Wo liegt die Grenze zwischen Begeisterung und Fanatismus?
Fanatismus kennzeichnet sich durch Intoleranz gegenüber jeglicher anderslautenden Meinung oder Anschauung. Der Fanatiker ist oft aggressiv seiner Idee verhaftet und einer vernünftigen Argumentation wenig zugänglich. Er glaubt sich im Besitz der einen und einzigen Wahrheit. Wer sich für eine Sache begeistert, vertritt diese durchaus mit Lust und Freude, bleibt jedoch offen für Kritik und ist bereit, seine Haltung immer wieder zu hinterfragen.

Wie verbreitet ist der religiöse Fanatismus bei uns?
Aufgrund von Medienberichten sehen wir uns vor allem mit dem Islamismus konfrontiert. Von den Muslimen in der Schweiz praktizieren etwa 30 Prozent ihre Religiosität aktiv. Es wird davon ausgegangen, dass davon maximal 10 Prozent islamistischem Gedankengut nahe stehen. Es muss davon ausgegangen werden, dass es auch christlichen Fanatismus gibt, der jedoch vor dem Hintergrund einer christlichen Kultur weniger deutlich in Erscheinung tritt.

Warum werden gerade jugendliche Fans immer aggressiver?
Die allermeisten Fans unterstützen ihren Club mit einer gesunden Begeisterung. Nur sehr wenige sind gewaltbereit und müssen der Hooliganszene zugerechnet werden. Hooligans rekrutieren sich aus allen sozialen Schichten. Meist haben sie zwei Identitäten: eine bürgerliche Alltagsidentität und ihre subkulturelle Hooliganidentität. Anwendung von Gewalt ist bei ihnen mit dem "Kick" verbunden, der ihnen im oft langweilig empfundenen Alltag fehlt. Durch die ständige Konfrontation mit Gewalt in den Medien findet auch eine gewisse Abstumpfung statt, so dass, um den gleichen "Kick" zu erleben, die Intensität der Gewalt tendenziell zunehmen muss.

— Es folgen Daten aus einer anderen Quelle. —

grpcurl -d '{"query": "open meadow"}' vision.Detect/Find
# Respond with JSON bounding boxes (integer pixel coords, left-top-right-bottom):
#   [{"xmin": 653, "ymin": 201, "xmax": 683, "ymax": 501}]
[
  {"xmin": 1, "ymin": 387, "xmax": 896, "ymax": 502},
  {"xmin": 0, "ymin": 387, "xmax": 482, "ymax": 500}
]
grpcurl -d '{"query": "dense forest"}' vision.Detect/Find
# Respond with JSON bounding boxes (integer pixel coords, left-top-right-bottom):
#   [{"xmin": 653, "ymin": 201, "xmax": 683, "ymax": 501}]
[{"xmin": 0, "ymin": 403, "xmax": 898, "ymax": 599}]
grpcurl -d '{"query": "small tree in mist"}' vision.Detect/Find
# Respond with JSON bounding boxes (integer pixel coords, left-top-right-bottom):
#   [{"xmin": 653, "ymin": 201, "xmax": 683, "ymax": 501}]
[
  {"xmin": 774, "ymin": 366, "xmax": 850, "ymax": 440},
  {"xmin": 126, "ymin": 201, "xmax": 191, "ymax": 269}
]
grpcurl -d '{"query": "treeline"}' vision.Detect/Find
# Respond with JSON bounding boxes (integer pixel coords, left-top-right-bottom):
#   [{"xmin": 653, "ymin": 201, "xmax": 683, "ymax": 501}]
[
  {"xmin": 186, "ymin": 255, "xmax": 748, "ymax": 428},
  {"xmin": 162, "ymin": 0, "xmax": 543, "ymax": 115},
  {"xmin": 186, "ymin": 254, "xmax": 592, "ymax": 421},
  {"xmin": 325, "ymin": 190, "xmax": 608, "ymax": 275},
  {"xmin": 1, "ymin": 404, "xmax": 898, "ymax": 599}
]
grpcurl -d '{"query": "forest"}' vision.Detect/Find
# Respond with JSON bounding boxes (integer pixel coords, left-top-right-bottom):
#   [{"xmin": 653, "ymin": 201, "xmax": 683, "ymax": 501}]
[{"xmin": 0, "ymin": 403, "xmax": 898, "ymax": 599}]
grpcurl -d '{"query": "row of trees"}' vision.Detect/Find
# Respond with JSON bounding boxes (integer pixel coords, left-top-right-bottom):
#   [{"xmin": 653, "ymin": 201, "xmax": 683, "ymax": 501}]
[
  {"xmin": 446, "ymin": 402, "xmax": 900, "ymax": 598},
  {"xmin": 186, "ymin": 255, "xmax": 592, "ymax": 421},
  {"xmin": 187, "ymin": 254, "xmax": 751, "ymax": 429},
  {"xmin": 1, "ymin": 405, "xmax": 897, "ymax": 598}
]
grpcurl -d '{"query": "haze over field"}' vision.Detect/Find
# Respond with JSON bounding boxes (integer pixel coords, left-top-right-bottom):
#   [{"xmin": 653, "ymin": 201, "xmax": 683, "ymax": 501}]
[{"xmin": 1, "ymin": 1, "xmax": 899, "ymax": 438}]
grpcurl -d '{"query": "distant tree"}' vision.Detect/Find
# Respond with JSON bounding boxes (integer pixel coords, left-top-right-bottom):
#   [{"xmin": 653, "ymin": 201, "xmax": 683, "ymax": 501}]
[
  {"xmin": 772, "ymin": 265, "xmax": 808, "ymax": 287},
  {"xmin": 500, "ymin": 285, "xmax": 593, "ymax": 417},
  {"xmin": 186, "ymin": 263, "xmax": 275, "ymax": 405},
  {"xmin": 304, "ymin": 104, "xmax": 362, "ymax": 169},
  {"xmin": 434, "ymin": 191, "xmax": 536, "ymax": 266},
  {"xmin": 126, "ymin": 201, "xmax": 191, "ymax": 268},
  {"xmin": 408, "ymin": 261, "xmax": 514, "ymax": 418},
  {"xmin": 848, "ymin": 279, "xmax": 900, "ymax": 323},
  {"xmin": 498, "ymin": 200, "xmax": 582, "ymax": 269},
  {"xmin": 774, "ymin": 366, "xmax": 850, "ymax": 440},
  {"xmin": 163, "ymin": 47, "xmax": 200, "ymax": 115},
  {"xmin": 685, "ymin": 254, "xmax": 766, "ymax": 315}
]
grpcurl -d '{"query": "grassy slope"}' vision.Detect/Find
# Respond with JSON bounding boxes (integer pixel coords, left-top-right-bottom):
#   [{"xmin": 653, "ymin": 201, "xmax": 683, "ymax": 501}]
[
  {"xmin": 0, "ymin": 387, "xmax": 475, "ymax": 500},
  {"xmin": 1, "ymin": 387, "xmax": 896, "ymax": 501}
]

Wie führen wir junge Menschen zu einer gesunden Begeisterung und nicht in den Fanatismus?
Hier möchte ich auf die Vorbildfunktion der Eltern hinweisen. Für was lassen sie sich begeistern und wie leben sie diese Begeisterung? Gewähren sie ihren Kindern genügend Freiraum, damit Interessen sich vielfältig entwickeln können? Nehmen sie die Kinder ernst, auch wenn deren Interessen nicht deckungsgleich mit den eigenen sind? Wird dem Kind die nötige Geborgenheit vermittelt, die es ihm ermöglicht, ein gesundes Selbstvertrauen zu entwickeln? Wenn ja, so sind günstige Rahmenbedingungen geschaffen, dass wir uns an begeisterungsfähigen jungen Menschen werden erfreuen können.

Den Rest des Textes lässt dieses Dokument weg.